In their extensive study, Perdomo et al. (2025) find some inconclusive evidence that the EWS system used in Wisconsin may have improved graduation rates by approximately 5% among students who received high risk scores, but that evidence was not statistically conclusive.
Environmental Risk Scores and Unnecessary Personalization
A purported feature of \(\mathcal{M}_\mathrm{individual}\) is that it produces personalized, individual risk scores which aim to give the probability that an individual student will drop out of high school. However, Perdomo et al. (2025) find that the personalization of \(\mathcal{M}_\mathrm{individual}\) is largely unnecessary, writing:
Are individual risk scores necessary for effectively targeting interventions? Our analysis shows that if we already know these environmental features, incorporating individual features into the predictive model only leads to a slight, marginal improvement in identifying future dropouts…That is, intervening on students identified as being at high risk by this alternative, environmental-based targeting strategy would have the same aggregate effect on high school graduation rates in Wisconsin as the individually-focused DEWS predictions.
The authors develop and test an alternative model \(\mathcal{M}_{\mathrm{environmental}}\) which uses only environmental features. They find that \(\mathcal{M}_{\mathrm{environmental}}\) yields almost the same predictions as the individualized \(\mathcal{M}_{\mathrm{individual}}\), and that the result of using \(\mathcal{M}_{\mathrm{environmental}}\) to allocate resources to students would have an almost identical impact on graduation rates.
Is my result plausible?
If your classifier is giving you a result that would shock you if you read it in a newspaper or seems like something out of a dystopian scifi novel, then you should ask yourself some careful questions about the design of your study and especially about the structure of your training data. Here’s a case study by Carl Bergstrom and Jevin West about Wu and Zhang (2016), a paper which purports to show that people’s facial features can be used to predict whether or not those people will commit a crime.
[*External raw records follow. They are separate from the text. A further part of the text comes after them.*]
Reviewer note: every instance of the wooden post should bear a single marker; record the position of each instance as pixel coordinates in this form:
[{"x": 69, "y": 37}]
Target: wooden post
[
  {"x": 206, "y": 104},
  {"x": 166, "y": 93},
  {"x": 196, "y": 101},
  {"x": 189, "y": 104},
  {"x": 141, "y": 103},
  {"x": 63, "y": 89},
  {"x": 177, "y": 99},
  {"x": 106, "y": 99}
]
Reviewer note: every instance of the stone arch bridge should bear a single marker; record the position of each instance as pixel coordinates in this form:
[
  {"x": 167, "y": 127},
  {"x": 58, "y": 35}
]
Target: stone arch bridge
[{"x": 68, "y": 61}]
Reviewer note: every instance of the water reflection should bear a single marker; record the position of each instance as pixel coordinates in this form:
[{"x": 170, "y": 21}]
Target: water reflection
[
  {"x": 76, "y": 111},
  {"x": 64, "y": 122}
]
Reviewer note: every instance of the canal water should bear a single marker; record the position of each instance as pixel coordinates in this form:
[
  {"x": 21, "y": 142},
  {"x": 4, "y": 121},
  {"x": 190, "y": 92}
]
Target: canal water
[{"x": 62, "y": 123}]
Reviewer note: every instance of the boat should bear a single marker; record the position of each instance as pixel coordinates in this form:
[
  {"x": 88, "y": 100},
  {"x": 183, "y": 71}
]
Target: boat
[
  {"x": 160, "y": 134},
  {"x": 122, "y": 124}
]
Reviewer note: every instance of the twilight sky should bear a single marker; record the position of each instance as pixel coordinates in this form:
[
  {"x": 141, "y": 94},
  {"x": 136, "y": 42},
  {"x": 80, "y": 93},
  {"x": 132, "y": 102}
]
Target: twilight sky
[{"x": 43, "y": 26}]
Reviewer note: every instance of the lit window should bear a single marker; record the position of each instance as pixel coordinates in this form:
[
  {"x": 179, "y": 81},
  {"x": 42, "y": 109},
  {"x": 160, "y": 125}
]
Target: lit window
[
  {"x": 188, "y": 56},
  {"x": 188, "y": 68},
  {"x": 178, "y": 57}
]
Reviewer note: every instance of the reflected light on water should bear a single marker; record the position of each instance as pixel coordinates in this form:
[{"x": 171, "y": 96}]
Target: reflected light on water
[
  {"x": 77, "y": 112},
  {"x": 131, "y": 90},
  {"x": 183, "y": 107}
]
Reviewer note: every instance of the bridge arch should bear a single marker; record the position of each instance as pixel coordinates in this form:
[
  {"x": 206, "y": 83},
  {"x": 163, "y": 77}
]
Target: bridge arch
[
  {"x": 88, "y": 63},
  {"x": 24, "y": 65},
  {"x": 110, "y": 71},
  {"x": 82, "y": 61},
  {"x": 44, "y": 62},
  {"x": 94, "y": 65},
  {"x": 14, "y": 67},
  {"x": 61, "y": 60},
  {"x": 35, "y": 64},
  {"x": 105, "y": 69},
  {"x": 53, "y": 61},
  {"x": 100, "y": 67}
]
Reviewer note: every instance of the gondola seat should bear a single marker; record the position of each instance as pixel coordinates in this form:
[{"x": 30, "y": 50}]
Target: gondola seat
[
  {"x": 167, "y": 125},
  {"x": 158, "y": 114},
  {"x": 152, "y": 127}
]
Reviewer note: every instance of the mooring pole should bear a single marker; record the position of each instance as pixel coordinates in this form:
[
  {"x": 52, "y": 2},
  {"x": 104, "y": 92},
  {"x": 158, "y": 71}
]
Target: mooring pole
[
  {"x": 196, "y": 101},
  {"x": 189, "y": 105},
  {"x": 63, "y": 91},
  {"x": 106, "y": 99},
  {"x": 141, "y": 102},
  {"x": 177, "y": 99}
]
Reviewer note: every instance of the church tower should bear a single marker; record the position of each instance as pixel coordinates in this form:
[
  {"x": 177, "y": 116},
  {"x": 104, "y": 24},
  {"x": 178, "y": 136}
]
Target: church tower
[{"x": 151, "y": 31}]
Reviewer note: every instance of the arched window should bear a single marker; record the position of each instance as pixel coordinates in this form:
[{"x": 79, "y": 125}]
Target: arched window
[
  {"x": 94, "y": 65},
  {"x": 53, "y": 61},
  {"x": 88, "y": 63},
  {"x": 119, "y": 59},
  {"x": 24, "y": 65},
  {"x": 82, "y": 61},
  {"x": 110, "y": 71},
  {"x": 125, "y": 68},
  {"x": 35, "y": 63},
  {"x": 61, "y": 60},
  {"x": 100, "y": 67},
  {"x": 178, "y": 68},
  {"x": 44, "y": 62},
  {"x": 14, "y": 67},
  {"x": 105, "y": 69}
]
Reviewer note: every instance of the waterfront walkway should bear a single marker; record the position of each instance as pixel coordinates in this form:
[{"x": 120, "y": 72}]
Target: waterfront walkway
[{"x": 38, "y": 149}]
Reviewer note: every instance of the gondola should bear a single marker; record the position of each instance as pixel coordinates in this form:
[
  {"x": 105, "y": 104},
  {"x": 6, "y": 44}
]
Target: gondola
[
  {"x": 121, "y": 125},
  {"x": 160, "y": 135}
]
Perdomo, Juan Carlos, Tolani Britton, Moritz Hardt, and Rediet Abebe. 2025.
“Difficult Lessons on Social Prediction from Wisconsin Public Schools.” In
Proceedings of the 2025 ACM Conference on Fairness, Accountability, and Transparency, 2682–2704. Athens Greece: ACM.
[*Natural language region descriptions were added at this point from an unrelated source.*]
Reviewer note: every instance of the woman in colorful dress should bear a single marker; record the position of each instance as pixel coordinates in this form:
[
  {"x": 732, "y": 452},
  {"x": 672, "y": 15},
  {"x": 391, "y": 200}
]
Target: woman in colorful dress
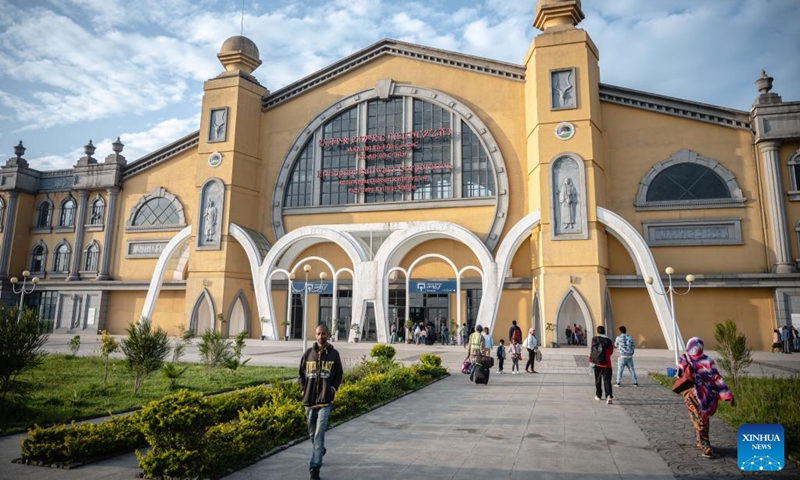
[{"x": 709, "y": 387}]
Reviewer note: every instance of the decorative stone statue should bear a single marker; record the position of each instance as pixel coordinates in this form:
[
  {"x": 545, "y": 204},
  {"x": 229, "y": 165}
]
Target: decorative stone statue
[
  {"x": 210, "y": 221},
  {"x": 568, "y": 197}
]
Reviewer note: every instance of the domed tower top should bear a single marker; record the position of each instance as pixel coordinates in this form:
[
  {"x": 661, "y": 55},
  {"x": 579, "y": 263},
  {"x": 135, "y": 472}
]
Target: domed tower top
[
  {"x": 239, "y": 53},
  {"x": 553, "y": 13}
]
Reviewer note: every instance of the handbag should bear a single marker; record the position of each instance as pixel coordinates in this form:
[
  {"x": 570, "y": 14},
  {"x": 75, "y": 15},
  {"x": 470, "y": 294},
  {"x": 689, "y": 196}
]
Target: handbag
[
  {"x": 685, "y": 381},
  {"x": 466, "y": 367}
]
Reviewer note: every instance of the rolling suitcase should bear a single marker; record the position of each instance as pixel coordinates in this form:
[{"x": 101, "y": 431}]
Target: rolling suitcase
[{"x": 481, "y": 374}]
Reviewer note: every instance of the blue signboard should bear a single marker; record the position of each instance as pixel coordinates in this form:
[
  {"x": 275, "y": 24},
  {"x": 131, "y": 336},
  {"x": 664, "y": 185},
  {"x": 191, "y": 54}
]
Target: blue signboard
[
  {"x": 425, "y": 286},
  {"x": 314, "y": 288}
]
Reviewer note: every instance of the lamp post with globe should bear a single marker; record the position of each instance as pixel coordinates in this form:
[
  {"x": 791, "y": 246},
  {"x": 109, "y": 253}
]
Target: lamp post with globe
[{"x": 671, "y": 290}]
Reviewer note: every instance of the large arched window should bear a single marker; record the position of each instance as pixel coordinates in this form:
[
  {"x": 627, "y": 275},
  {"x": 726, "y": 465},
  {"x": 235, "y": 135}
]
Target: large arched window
[
  {"x": 44, "y": 213},
  {"x": 67, "y": 216},
  {"x": 158, "y": 210},
  {"x": 61, "y": 257},
  {"x": 393, "y": 149},
  {"x": 38, "y": 257},
  {"x": 685, "y": 181}
]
https://doi.org/10.1145/3715275.3732175.
Savcisens, Germans, Tina Eliassi-Rad, Lars Kai Hansen, Laust Hvas Mortensen, Lau Lilleholt, Anna Rogers, Ingo Zettler, and Sune Lehmann. 2024. “Using Sequences of Life-Events to Predict Human Lives.” Nature Computational Science 4 (1): 43–56.
Wu, Xiaolin, and Xi Zhang. 2016. “Automated Inference on Criminality Using Face Images.” arXiv Preprint arXiv:1611.04135 4.